An expanded definition of salary could include payments for services made to individuals as contractors. In this case, the individual would be paid for specific services, and receive a summary of payments on a 1099-Misc form at the end of the year. Normally no taxes are withheld by the company and no benefits are provided.
So in the situation where an individual is a member (owner) of an LLC, which is taxed as a partnership, can the individual draw a salary as an employee? The answer is no. The support for this statement is not directly referenceable in the IRS code, but has been developed by court cases over the years. These cases have involved interpretations of Section 707 of the Internal Revenue Code, which discusses transactions between partners and a partnership. The IRS further clarified in Rev. Rul. 81-301 that payments made to partners in a “capacity other than as a partner” would be treated similar to payments made to a contractor, not an employee.
So, if a partner in an LLC wants to receive periodic payments other than a year-end distribution of profits, what are the options? If the LLC is taxed as a partnership, there are two:
– draw against partnership profits
– guaranteed payments for services or use of capital
Note that one is taxable to the recipient, and the other is not. If the distributions are considered guaranteed payments, they will be ordinary income (K-1, Part III line 4) to the partner, and deductible to the partnership. Guaranteed payments are made for services performed by the partner or for use of capital, and are made regardless of the profits of the partnership. Both of these are key. However if the payments are structured as a minimum distribution of partnership earnings to the partner (who may or may not participate in the business), then they will not be taxed separately.
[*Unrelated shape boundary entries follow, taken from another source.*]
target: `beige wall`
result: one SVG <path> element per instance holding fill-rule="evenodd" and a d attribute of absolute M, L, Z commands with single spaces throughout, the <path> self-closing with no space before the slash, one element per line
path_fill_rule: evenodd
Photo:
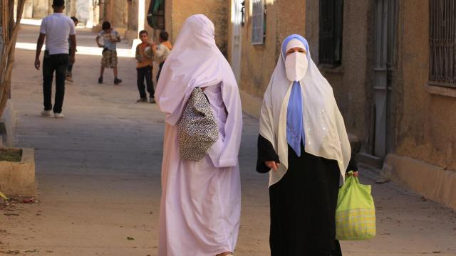
<path fill-rule="evenodd" d="M 428 0 L 400 1 L 397 154 L 456 170 L 456 98 L 430 93 Z M 437 88 L 440 89 L 440 88 Z M 456 89 L 447 89 L 448 95 Z"/>
<path fill-rule="evenodd" d="M 204 14 L 215 26 L 215 42 L 224 54 L 228 47 L 229 1 L 227 0 L 172 0 L 167 1 L 166 31 L 175 42 L 187 18 L 193 14 Z"/>
<path fill-rule="evenodd" d="M 241 90 L 250 96 L 262 98 L 277 63 L 282 41 L 291 33 L 304 33 L 306 1 L 266 0 L 266 38 L 264 44 L 260 46 L 252 44 L 251 4 L 250 0 L 245 1 L 246 18 L 241 32 L 242 60 L 239 86 Z M 229 36 L 232 36 L 231 33 Z M 229 42 L 232 43 L 231 38 Z M 229 49 L 228 55 L 230 56 L 231 48 Z M 249 98 L 248 100 L 252 99 Z M 251 110 L 248 112 L 256 115 L 259 106 L 256 105 L 253 107 L 254 109 L 249 108 Z"/>

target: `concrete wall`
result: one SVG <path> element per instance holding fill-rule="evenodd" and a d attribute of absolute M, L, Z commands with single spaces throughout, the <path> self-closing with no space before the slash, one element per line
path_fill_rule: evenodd
<path fill-rule="evenodd" d="M 402 87 L 403 99 L 396 117 L 396 153 L 455 171 L 456 89 L 426 86 L 428 0 L 400 1 L 400 10 L 398 57 L 403 78 L 397 86 Z"/>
See example:
– $20 guaranteed payment regardless of partnership profits
– partner share of profits is 25%
– partnership profits (after deduction of guaranteed payment) is $100
– partner’s K-1 shows $20 guaranteed payment and $25 of partnership profits
If however the partnership agreement called for quarterly $5 draws against profits, given the set of facts above the total $20 would not be considered a guaranteed payment but part of the distribution on the K-1. The amount reported on the K-1 would be $30 (because the $20 was not deducted).
In either case, it’s important to document in the LLC operating agreement what any fixed payments are – either draws or guaranteed payments.
If the LLC elects to be taxed as a corporation, either S-corp or C-corp, the members (now owners vs. partners) can pay themselves “reasonable compensation” as salary. The amount paid will be reflected on a W-2 issued by the company to the owner at the end of the year.